Sunday, November 19, 2006

The Third Man ****




(Yes, I know one of the facts supplied in this review is deliberately wrong, I put it there to preserve a great twist.) God, I love watching "The Third Man." I love getting excited whenever Holly Martins is getting chased down ruined post war Vienna streets, set to a ironic, mockingly cheerful Caribbean style zither music. And I love our first shot of Orson Welles, one of the greatest movie moments of all times. I love watching the chase down the sewer every time I see it, the voices echoing down a hellishly wet dungeon. I love pretending I don't know the twist that comes later on in the movie, like it was the first time I saw it. I love the moment when the camera tracks a cat down the streets onto the feet of someone in the shadows. Is it the Third Man? This is a perfect mystery, not to complicated that you wonder you missed an important detail when you decided to take a leak halfway through, or too simple that you guess immediately the twist that is coming later.

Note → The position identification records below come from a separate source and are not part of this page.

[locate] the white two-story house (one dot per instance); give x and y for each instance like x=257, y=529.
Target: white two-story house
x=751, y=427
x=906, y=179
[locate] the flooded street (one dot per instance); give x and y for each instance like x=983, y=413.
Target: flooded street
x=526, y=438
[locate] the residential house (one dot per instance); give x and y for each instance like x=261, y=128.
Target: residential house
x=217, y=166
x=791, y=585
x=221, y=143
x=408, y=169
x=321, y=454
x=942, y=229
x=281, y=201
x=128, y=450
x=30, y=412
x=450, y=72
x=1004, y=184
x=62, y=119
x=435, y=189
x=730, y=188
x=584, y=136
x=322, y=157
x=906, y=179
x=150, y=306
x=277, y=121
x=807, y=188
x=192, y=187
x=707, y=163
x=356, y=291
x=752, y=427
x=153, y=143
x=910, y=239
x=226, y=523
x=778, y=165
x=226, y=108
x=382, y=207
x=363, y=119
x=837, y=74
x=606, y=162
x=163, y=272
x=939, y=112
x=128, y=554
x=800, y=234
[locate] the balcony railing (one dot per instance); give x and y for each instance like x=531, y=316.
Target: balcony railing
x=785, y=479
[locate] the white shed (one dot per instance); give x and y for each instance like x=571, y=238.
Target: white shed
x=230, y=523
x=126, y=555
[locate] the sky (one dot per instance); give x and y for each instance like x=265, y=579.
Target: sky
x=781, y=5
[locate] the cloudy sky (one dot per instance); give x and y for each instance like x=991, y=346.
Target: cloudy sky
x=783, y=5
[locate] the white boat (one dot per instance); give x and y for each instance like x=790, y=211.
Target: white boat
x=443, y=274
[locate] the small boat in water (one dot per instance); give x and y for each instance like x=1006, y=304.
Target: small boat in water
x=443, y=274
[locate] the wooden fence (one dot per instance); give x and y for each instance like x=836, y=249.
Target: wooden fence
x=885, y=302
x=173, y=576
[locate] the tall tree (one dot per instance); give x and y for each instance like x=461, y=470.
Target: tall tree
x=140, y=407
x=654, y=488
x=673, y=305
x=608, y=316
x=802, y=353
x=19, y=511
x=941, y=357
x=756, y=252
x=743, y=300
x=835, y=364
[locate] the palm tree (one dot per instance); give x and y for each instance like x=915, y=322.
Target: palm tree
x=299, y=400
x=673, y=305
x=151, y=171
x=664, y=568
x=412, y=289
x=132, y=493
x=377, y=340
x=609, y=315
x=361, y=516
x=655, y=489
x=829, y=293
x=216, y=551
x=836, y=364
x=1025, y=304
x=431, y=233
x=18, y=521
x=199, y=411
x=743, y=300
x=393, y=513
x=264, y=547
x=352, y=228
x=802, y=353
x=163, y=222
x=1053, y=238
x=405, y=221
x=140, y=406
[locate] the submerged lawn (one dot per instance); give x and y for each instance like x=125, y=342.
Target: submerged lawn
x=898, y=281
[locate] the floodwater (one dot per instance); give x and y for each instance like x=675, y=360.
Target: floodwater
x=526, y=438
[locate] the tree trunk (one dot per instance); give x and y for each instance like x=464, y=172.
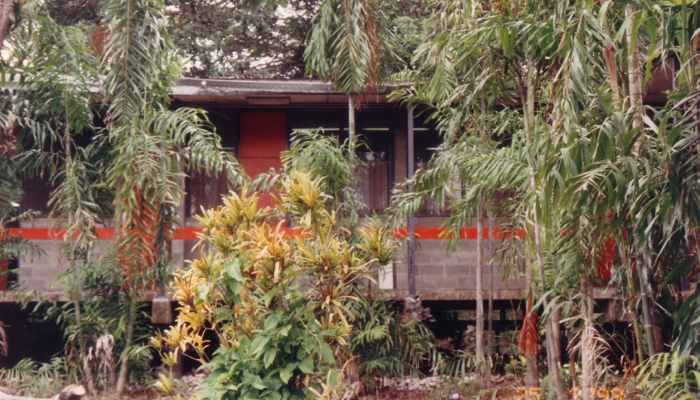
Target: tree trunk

It's a British production set in post war Vienna, which is in ruins, about a poor, simple writer of cheap novelettes like "Showdown at San Antonio Flats" named Holly Martins. (More than once he is told that he's "quite popular here in Europe.") Martins is looking for an old friend named Harry Lime who had offered him a job from Vienna. As Martins arrives, he is informed by a neighbor that he is 10 minutes too late - Harry Lime is dead. At the funeral he meets a British police officer named Calloway (not Callahan!) who tells him that Lime was mixed up in a crime racket. Martins spends much of the movie trying to clear Lime's name, which is difficult because the witnesses have jarringly different accounts of the accident in which Lime died. I won't tell you any more of the film - in fact, don't read any other reviews of this before you see it in case you find out something - this is a great film to just let play out in front of you.

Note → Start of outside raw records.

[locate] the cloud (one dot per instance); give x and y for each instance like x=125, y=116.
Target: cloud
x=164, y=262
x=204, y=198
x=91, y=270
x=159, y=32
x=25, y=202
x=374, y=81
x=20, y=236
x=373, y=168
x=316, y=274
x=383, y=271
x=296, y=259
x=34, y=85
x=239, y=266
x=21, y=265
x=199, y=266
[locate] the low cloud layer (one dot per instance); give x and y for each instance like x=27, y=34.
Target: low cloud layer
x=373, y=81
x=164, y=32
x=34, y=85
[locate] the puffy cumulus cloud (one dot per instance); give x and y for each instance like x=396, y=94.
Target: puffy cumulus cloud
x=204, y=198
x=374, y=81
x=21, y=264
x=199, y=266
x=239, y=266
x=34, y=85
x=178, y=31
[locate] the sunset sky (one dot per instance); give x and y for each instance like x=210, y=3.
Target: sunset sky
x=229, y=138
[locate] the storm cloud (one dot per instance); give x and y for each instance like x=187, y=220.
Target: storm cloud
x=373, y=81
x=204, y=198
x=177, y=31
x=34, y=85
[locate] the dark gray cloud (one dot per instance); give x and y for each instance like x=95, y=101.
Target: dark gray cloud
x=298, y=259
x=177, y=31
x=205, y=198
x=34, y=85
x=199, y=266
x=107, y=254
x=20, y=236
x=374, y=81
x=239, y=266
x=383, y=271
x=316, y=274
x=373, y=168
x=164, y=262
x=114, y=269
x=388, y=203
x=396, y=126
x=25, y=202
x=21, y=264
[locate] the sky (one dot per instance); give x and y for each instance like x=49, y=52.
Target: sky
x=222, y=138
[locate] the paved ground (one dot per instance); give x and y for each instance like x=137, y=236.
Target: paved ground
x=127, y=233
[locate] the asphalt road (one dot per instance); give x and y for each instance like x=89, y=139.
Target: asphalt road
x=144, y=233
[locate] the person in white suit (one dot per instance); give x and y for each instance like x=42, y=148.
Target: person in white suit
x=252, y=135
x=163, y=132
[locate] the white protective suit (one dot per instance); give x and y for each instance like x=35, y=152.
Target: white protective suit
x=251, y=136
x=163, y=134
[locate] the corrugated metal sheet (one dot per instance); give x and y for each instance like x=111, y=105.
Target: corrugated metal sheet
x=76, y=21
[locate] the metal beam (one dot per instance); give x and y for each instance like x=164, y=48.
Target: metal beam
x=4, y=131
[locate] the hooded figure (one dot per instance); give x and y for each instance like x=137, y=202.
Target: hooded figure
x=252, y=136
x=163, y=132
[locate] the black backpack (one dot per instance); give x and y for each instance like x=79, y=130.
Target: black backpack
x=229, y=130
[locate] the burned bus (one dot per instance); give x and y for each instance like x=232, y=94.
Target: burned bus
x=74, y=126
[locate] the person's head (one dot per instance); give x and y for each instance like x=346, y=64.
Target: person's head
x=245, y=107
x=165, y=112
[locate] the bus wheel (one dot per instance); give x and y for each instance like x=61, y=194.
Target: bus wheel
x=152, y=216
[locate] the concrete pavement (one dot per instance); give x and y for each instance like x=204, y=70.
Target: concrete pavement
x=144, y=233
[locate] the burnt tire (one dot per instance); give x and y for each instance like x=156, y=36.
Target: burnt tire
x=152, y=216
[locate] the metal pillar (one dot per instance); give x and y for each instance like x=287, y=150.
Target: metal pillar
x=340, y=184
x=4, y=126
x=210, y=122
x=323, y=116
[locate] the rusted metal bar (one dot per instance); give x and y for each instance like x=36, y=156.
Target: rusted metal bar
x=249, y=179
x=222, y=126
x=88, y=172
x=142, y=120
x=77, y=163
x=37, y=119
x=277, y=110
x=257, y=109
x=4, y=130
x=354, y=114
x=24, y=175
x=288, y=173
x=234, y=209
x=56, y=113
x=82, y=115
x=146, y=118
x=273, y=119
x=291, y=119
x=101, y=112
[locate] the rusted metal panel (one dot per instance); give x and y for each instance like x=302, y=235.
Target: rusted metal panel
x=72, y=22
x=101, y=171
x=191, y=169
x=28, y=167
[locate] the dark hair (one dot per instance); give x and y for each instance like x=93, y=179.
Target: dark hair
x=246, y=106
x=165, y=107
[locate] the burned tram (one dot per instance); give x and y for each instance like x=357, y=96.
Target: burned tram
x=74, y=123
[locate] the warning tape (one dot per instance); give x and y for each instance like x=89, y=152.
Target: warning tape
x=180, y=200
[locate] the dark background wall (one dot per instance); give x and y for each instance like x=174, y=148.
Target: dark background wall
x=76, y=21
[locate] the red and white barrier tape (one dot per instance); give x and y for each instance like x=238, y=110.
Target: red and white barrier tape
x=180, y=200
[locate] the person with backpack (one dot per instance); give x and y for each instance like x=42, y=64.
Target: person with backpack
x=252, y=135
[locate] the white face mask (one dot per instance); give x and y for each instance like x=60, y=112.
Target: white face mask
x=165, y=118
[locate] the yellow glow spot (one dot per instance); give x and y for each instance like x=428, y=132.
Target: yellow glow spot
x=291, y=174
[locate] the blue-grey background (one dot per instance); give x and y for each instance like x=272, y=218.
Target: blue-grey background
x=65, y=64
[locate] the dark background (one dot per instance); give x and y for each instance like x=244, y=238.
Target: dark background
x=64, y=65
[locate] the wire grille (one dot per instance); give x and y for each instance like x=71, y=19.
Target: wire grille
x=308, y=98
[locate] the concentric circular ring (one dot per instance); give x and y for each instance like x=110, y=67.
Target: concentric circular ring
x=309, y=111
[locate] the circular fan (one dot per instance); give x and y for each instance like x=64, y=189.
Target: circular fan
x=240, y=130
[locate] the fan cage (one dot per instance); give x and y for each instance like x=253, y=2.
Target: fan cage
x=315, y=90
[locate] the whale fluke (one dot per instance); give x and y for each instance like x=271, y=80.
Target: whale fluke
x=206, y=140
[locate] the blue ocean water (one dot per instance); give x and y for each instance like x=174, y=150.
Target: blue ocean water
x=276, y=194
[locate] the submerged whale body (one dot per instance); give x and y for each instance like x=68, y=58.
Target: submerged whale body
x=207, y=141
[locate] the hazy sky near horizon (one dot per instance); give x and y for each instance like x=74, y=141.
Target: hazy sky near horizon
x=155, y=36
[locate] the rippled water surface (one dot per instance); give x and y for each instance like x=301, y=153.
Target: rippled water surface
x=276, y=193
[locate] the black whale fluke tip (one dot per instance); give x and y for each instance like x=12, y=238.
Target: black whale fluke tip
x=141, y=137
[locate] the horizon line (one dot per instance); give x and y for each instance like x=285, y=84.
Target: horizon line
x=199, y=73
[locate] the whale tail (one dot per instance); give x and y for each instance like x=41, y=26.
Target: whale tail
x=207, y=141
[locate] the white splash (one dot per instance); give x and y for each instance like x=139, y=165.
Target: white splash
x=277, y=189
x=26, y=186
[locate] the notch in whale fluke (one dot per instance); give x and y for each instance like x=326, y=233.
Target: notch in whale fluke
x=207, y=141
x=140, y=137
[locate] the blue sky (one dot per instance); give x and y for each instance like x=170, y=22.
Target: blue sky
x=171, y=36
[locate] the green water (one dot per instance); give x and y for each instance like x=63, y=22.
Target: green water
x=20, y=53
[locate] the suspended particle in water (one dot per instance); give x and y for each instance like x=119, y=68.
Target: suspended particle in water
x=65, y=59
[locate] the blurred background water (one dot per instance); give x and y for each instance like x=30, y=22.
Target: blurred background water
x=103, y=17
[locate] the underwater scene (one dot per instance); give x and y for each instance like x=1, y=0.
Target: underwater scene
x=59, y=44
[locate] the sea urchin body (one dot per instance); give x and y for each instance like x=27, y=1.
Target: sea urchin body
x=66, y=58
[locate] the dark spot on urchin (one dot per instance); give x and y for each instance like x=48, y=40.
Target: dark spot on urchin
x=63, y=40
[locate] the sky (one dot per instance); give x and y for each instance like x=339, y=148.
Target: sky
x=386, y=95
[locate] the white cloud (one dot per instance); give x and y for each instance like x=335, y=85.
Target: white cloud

The Third Man stars Joseph Cotten as Holly Martins, Alida Valli as Lime's girlfriend (who Holly inevitably falls for), Trevor Howard as Calloway, and, in a show stealing role Orson Welles, as Harry Lime, who appears entirely in flashbacks. It was directed by Carol Reed, who won his Oscar (probably undeservedly) for "Oliver!". The only Oscar this film won was for cinematography (that is definitely this films award).